Page:Pascal - Pensées, éd. Didiot, 1896.djvu/331

Cette page n’a pas encore été corrigée

PHILOSOPHIE. 313

La raison de cette extrême difficulté vient de ce que les principes du plaisir ne sont pas fermes et stables. Ils sont divers en tous les hommes, et variables dans chaque particulier avec une telle diversité, qu’il n’y a point d’homme plus différent d’un autre que de soi-même dans les divers temps. Un homme a d’autres plaisirs qu’une femme ; un riche et un pauvre en ont de différents ; un prince, un homme de guerre, un marchand, un bourgeois, un paysan, les vieux, les jeunes, les sains, les malades, tous varient ; les moindres accidents les changent.

Or, il y a un art, et c’est celui que je donne, pour faire voir la liaison des vérités avec leurs principes, soit de vrai, soit de plaisir [1] , pourvu que les principes qu’on a une fois avoués [2] demeurent fermes et sans être jamais démentis.
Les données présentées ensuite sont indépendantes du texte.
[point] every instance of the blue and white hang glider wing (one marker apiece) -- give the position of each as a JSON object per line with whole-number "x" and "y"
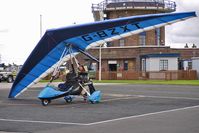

Mais comme il y a peu de principes de cette sorte, et que, hors de la géométrie qui ne considère que des figures très simples, il n’y a presque point de vérités dont nous demeurions toujours d’accord, et encore moins d’objets de plaisir dont nous ne changions à toute heure, je ne sais s’il y a moyen de donner des règles fermes pour accorder les discours à l’inconstance de nos caprices.

Cet art, que j’appelle l'Art de persuader, et qui n’est proprement que la conduite des preuves méthodiques parfaites, consiste en trois parties essentielles : à définir les termes dont on doit se servir, par des définitions claires ; à proposer des principes ou axiomes évidents pour prouver la chose dont il s’agit ; et à substituer toujours mentalement dans la démonstration les définitions à la place des définis.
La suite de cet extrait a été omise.